Four years ago, I began representing victims of fraudulent schemes who filed suits against banks for providing the financial services that were essential to perpetrating the fraud. We developed our case on the theory that the banks (some of the largest in the land) aided and abetted the fraud. These cases seemed like “no brainers.” A slick Ponzi Schemer (in one case he had just been released from a federal prison (for fraud no less)) who begins using a bank as his financial back office – who wouldn’t think the bank should be held accountable? The Ponzi Schemer deposits tens of millions without any sign of an actual operating business (hmmmm) and uses the bank to transfer funds overseas (can you say money laundering) – all the while receiving advice from branch employees and bank officers about how to increase financial efficiency. In one particularly shocking case, a bank employee worked directly for the Ponzi schemer as an “embedded” employee. But alas the timing wasn’t right and without exception these cases were dismissed. But times “they are a changing”
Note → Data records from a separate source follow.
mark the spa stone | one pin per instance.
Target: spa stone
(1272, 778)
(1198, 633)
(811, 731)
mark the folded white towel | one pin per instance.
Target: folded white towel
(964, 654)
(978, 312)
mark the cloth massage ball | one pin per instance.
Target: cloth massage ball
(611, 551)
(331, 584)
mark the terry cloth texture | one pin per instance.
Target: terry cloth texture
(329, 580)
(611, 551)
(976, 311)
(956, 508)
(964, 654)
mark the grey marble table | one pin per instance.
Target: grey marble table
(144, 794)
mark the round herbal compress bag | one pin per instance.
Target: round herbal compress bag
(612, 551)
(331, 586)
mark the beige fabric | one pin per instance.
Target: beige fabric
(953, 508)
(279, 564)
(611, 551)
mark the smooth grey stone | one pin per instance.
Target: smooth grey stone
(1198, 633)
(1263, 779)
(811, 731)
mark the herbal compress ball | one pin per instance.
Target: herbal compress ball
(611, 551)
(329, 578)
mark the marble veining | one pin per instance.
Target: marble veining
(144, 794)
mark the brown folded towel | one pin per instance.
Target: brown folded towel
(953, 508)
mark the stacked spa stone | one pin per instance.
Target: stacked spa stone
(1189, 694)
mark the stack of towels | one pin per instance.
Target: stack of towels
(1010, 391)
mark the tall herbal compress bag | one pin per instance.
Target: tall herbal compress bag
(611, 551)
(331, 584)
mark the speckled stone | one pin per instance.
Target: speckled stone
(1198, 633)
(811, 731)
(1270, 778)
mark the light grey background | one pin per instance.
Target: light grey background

DOJ appears to be willing and anxious to prosecute financial fraud against enablers including: banks, third-party payment processors and other financial institutions who “provide the scammers with access to the national banking system and facilitate the movement of money from the victim of the fraud to the scam artist.” This initiative seems to be the brainchild of Michael Bresnick, who heads up the DOJ’s Financial Fraud Enforcement Task Force. Bresnick identified these entities as the “bottlenecks” in many fraudulent schemes. Without banks or payment processors, fraudsters would be without a means to get paid their ill-gotten gains.
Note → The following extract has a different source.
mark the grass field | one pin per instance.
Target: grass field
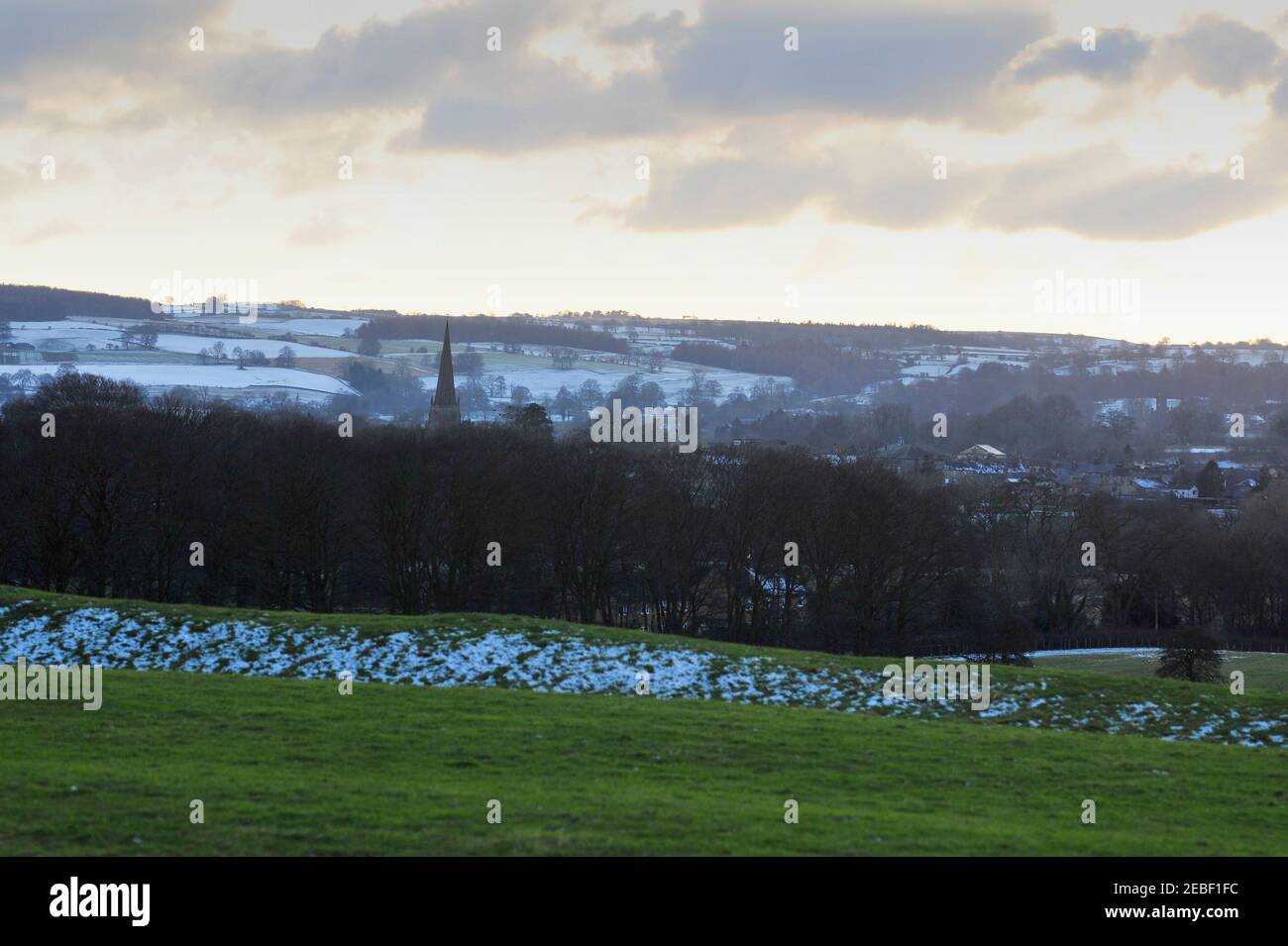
(1260, 671)
(292, 768)
(541, 716)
But DOJ isn’t just claiming these financial institutions are “looking the other way.” No, DOJ seems to be alleging that these financial entities actually encourage the fraud. Bresnick was not coy about this suggestion:
“Financial institutions through which these fraudulent proceeds flow, we have seen, are not always blind to the fraud. In fact, we have observed that some financial institutions actually have been complicit in these schemes, ignoring their BSA/AML obligations, and either know about – or are willfully blind to – the fraudulent proceeds flowing through their institutions.”
DOJ doesn’t stop at “willfully blind” allegations. Bresnick continues and says that “despite the presence of glaring red flags indicative of fraud,” (even describing the “red flags” as “ambulance sirens, screaming out for attention”) the banks continued to offer these “suspect” customers high levels of service so that these fraudsters could continue to bilk their victims out of money. Meanwhile, the bank continued to collect fees and profit from the fraudulent business that was occurring within its walls. Bresnick offers several specific examples of precisely how egregious the banks behaviors were.
DOJ’s tactic boils down to “starving” the con artist fraudsters out of business. If they no longer have reputable, trusted banking institutions to do their dirty work for them their ability to defraud people out of money goes way down.
Well it’s about time. This new focus by Mr. Bresnick and his DOJ task force holds out the promise that banks will get in-line and stop aiding and abetting fraudsters. My only additional suggestion: don’t forget the threat of criminal sanctions. In the end that will be the strongest deterrent.